Below is the project structure;
- esb is a mule project
- ESBCommon is our shared project with Mule-enhancing utilities
- Shared is a normal java project with no Mule dependencies
Problem comes in when we try to build through Gradle, the project (understandably) can't find any of the Mule dependencies. Can you suggest a way to include the Mule dependencies for the gradle build?
I'm trawling through your Gradle plugin, code, but suspect it will be some time before i understand enough of Gradle plugins, and the mechanisms of this project.
Thanks...
hi! I was thinking on configuring it like a mule embedded project, however this will make your dependencies compile time, and you don't want that. So the only option I can think of, is to use the provided compile scope.

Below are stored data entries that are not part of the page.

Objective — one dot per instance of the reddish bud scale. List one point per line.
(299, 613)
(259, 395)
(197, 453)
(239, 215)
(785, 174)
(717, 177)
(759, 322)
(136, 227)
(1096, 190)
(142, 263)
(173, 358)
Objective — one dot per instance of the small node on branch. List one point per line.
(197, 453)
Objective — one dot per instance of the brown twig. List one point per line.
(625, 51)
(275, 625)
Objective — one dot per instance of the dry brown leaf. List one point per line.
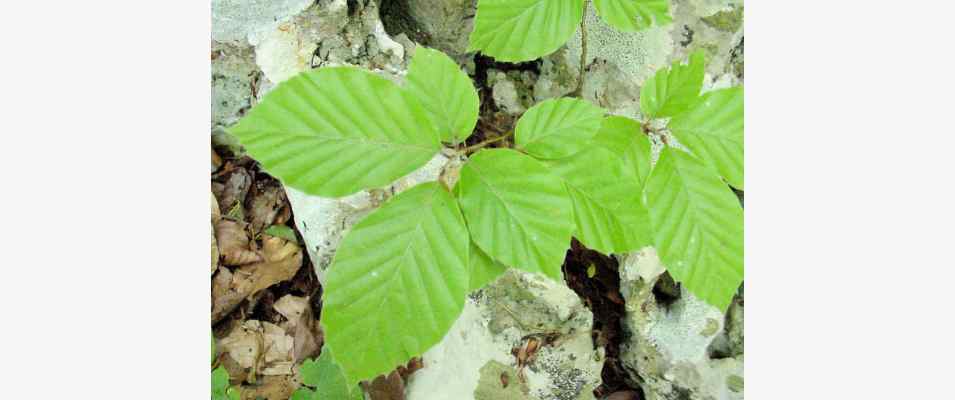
(308, 337)
(291, 307)
(234, 243)
(260, 347)
(215, 249)
(212, 228)
(390, 387)
(271, 388)
(624, 395)
(265, 205)
(234, 189)
(305, 330)
(282, 259)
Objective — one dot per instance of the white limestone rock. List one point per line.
(469, 361)
(669, 353)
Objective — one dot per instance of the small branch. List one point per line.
(583, 53)
(473, 147)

Having all mule dependencies as provided would actually be a good idea to build a project type to build mule patches or core extensions, however this is not something I officially plan to do.
Take a look at how I create the provided compile scope and you may get some inspiration.
hi Juan, thanks for the very quick response. So i just tried this:
configurations {
providedCompile
providedCompile
providedCompile.visible = false
compile.extendsFrom providedCompile
}
apply plugin: 'mule-dependencies'
Since your mule-dependencies plugin does use the providedCompile
configuration when available.
This gets the Gradle build working (as in, i can compileJava
on ESBCommon now), but breaks running the master mule app through - i.e. when i re-gen my .project and .classpath with gradle cleanEclipse eclipse
, and try to run my app.
My problem is, i don't know how to tell gradle about explicit mule dependencies, since it was always hidden behind the mule plugin. Maybe inspiration i need it your mechanism for resolving Mule dependencies.
A nasty jack would be to use gradle-dependencies, and manipulate the .classpath
thereafter, so Studio is not confused.
Included Studio's breakage log, incase you're interested.